I barely even noticed Professor Harold taking several pictures… (lol. Professor Harold, if you’re reading this, I’m joking.)

I’d filled 15 empty minutes with nothing but the sound of my voice and the force of my ideas, and I was elated.

Afterwards, I fielded about 3 questions, happy that people were engaged with my work and they’d liked my ideas. One professor from UVA American Studies pushed me pretty hard, but I realized after the panel, it was because she’d really liked my talk, and thought with a little more work and research, my paper could be publishable. 

“And I’d do it soon, if I were you.”

Professor Harold, whose approval is so hard to come by, but so valued if you get it, called my presentation awesome.

I could have died.

I learned something in four years. I proved up there that I’d learned something. And not only did she think it was awesome, she was proud.
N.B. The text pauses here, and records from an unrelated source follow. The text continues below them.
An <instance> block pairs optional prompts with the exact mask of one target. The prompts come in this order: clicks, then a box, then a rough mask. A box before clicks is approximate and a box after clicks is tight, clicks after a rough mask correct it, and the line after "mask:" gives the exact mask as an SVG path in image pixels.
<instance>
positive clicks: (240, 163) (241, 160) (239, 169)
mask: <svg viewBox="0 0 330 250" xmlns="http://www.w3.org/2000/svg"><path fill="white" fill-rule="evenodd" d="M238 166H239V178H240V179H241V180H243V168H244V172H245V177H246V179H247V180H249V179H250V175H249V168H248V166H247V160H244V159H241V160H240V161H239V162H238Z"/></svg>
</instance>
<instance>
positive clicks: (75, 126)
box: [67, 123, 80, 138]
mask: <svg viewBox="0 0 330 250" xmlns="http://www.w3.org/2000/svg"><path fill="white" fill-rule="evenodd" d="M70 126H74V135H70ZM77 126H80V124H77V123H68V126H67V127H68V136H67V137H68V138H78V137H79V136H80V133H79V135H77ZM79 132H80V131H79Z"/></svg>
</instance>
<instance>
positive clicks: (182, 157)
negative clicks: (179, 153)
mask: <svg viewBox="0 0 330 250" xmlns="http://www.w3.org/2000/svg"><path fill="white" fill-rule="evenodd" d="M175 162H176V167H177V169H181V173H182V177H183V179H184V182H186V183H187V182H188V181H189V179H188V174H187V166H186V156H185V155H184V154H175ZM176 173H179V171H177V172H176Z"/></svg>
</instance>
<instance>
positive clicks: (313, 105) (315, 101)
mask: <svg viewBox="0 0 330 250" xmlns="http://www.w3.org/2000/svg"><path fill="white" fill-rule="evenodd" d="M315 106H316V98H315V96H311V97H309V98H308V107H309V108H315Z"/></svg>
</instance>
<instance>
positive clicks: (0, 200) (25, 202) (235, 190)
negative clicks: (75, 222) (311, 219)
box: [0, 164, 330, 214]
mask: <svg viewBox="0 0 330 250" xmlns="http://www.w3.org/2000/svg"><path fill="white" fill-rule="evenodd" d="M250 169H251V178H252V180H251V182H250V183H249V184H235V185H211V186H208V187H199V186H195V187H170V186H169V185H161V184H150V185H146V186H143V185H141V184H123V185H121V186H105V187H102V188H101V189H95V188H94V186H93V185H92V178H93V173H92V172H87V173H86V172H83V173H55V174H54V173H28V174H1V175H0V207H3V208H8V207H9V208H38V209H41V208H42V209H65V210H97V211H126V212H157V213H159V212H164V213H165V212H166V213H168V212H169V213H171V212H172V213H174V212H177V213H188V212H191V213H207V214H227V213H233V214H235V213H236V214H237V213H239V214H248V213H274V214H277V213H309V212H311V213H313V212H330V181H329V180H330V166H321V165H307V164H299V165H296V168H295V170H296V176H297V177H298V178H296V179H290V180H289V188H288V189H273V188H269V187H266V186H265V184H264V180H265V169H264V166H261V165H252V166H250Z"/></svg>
The rest of the time I spent at the conference was a blur of happiness. Professor Harold bought me, Ari and Shana a book each from the press stand, and I walked away happily, with a copy of her latest book, New Negro Politic In the Jim Crow South. I danced up to Charlie McGovern, singing, “Charlie! I did the thing!” To which he replied proudly, “Yes, you did!” Our American Studies Grad program took a group picture, and Charlie was beaming, happy that his “kids” had shown up and shown out at yet another American Studies Conference. And I happily departed from Claudrena, with the promise of visiting UVA for a conference soon, leaving to have lunch with Ari and Shana.

My high lasted the rest of the afternoon as I caught up with Micah on a facetime call that felt 20 minutes but lasted two and half hours, then this morning I brought Ari with me to my parents’ church to watch my dad sing in the men’s day choir.

The four of us passed a pleasant afternoon together in Suffolk, bookending a fantastic weekend.

I’m back in Williamsburg now, finally able to relax (for a w h o l e week!), and even though I’ve started to come down off my high,  I still get a little tingle of pride in my stomach when I think about what I accomplished this weekend.

Honestly, grad school is a pain, but it’s weekends and moments like these that give you gas to keep trucking on through.